Jean-Luc Brassard s'est avancé au podium, prêt à lire un passage d'un texte rédigé au cours du procès de l'ex-entraîneur de ski Bertrand Charest, en mars dernier. Camoufler les abus pour protéger une image, écrivait-il alors, donne du pouvoir à l'agresseur.

Brassard et quatre collègues du milieu sportif, en collaboration avec le gouvernement du Québec, Sport’Aide et Sports Québec, veulent remettre le pouvoir entre les mains des victimes et de ceux qui désirent tout simplement pratiquer leur sport favori.

Ils ont présenté, vendredi, à l'Institut national du sport du Québec, une série de mesures pour rehausser l’éthique et la sécurité. Cette annonce, comme l’a rappelé Brassard, tombait malheureusement à point, après une succession de dénonciations dans le monde du sport et ailleurs.

« C’est important que tout ce qui arrive en ce moment ne soit pas qu’une mode, que les mots-clics ne soient pas utilisés que pour une semaine, a martelé l’ancien champion de ski acrobatique. On va rester sur les lieux d’un accident, d’un délit de fuite, pour pouvoir aider les policiers à faire leur travail. Comment se fait-il que, dans un bureau, on reste les deux bras croisés à voir quelqu’un se faire insulter et harceler, sexuellement ou non, sans rien dire? »

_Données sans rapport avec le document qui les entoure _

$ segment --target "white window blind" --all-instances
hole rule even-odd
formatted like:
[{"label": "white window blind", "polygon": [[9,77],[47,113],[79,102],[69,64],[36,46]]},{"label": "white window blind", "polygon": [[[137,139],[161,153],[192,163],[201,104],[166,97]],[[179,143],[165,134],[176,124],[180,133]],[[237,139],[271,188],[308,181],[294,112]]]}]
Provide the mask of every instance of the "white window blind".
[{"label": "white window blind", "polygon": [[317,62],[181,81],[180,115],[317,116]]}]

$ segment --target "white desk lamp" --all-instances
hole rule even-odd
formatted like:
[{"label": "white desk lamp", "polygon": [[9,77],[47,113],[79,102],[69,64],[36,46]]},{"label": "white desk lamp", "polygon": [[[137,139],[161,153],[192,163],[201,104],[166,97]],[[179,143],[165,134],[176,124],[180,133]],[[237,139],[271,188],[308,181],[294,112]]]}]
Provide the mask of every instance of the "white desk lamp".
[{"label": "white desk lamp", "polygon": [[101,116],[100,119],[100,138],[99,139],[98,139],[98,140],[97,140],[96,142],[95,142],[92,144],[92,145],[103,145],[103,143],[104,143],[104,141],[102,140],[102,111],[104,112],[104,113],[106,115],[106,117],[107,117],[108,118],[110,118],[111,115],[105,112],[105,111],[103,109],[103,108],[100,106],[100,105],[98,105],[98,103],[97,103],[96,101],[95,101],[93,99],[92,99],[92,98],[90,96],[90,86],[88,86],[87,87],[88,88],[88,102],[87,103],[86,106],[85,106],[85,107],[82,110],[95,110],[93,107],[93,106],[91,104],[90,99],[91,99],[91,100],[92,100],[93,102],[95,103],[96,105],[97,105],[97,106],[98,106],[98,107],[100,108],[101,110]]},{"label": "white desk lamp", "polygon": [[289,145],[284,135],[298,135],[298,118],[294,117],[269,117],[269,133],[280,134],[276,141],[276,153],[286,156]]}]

L’apprentissage par l’exemple, comme l’a rappelé le ministre de l’Éducation, du Loisir et du Sport, Sébastien Proulx, a fait ses preuves. Voilà pourquoi Jean-Luc Brassard, l’ex-volleyeuse Guylaine Dumont, la journaliste Chantal Machabée, la joueuse de rugby Karen Paquin et le joueur de soccer Patrice Bernier seront dorénavant des ambassadeurs de l’esprit sportif.

Ensemble, ils mettront en avant des valeurs positives et feront la promotion de ressources pour assurer aux jeunes une pratique sportive saine et agréable. Vendredi matin, Brassard a aussi interpellé les hommes, qui ont un rôle primordial à jouer dans la situation actuelle, selon lui.

« J’ignore d’où vient cette idée quasi sauvage d’être l’espèce d’homme agresseur qui va trouver sa force en imposant sa loi, a indiqué Brassard. C’est complètement dépassé. C’est une minorité, mais c’est à nous tous d’en parler de plus en plus, pour faire en sorte que ce genre de chose n’arrive plus jamais. Il faut assumer notre masculinité de façon adéquate et non en devenant un agresseur. »

Un vieux rêve

Guylaine Dumont était tout aussi inspirée. Cofondatrice de l’organisme Sport’aide, qui recevra un investissement de plus de 2 millions de dollars de Québec, elle s’est donné pour mission de combattre les abus dans le sport en offrant accompagnement, écoute et orientation aux jeunes.

Pour l’ex-olympienne, la journée de vendredi était « l’aboutissement d’un vieux rêve ».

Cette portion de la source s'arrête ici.